How not to sell a house
It might seem self-evident at any time, let alone four years into a housing downturn. But real estate agent Daniel V. Iampieri, director of career development with Weichert, Realtors - Caton Properties in Ellicott City, says he sees evidence that sellers still need to be reminded that a too-high asking price isn't going to do any good.
If your pricing philosophy is, "hey, somebody could pay that," he thinks you ought to reconsider.
"Anybody could do anything, but properties need to be priced at what somebody would pay for them," Iampieri. "I think we're starting to get there, but you still see a lot of properties [that] as an agent and as a buyer, you skip over. If your property isn't being shown, your price is too high."
Iampieri isn't letting agents off the hook on this issue: "We need to do a better job of getting these properties listed at the right price," he said. "Why tell somebody the house is worth $500 and then have them tell you it's worth $550 and say, 'OK, I'll just list it for that.' Who is that helping?"

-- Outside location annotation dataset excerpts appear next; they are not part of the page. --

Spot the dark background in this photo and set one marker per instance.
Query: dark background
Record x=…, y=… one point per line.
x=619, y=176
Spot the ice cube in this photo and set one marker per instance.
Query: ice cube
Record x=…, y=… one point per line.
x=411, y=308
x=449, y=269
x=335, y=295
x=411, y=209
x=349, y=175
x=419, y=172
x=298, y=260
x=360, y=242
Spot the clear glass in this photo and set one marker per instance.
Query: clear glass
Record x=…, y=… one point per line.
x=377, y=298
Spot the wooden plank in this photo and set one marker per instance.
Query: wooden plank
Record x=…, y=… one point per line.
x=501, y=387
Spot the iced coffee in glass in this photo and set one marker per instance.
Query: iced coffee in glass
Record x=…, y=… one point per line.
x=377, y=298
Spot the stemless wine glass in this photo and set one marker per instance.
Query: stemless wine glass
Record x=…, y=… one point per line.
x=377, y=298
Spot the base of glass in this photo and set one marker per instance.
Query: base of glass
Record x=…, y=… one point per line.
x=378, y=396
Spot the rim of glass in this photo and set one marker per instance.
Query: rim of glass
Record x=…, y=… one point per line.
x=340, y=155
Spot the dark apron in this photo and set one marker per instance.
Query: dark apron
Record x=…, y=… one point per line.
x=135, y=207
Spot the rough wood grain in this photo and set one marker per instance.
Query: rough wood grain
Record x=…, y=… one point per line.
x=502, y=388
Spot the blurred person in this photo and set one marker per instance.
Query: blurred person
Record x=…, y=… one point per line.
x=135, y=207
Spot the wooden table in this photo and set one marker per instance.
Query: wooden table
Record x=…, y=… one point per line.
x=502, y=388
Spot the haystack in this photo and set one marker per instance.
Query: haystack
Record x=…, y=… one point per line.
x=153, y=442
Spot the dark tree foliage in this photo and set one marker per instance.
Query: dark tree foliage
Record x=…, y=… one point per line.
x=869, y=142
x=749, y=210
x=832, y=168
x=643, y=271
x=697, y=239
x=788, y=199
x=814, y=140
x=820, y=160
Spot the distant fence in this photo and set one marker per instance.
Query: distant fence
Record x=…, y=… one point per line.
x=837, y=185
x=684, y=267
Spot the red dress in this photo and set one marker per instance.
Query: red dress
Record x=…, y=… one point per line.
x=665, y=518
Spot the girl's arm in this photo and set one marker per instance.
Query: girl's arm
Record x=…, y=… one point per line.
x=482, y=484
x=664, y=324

Or this, for that matter: "I've heard silly things in this market. People aren't getting showings and they say, 'Maybe we need to raise the price. Maybe we're in the wrong price range.'"
"I generally as a rule of thumb would equate activity on your home with pricing. The more activity, the better your price," he said. The addendum to this rule: "The price can't be right if everybody keeps looking at it and not buying it."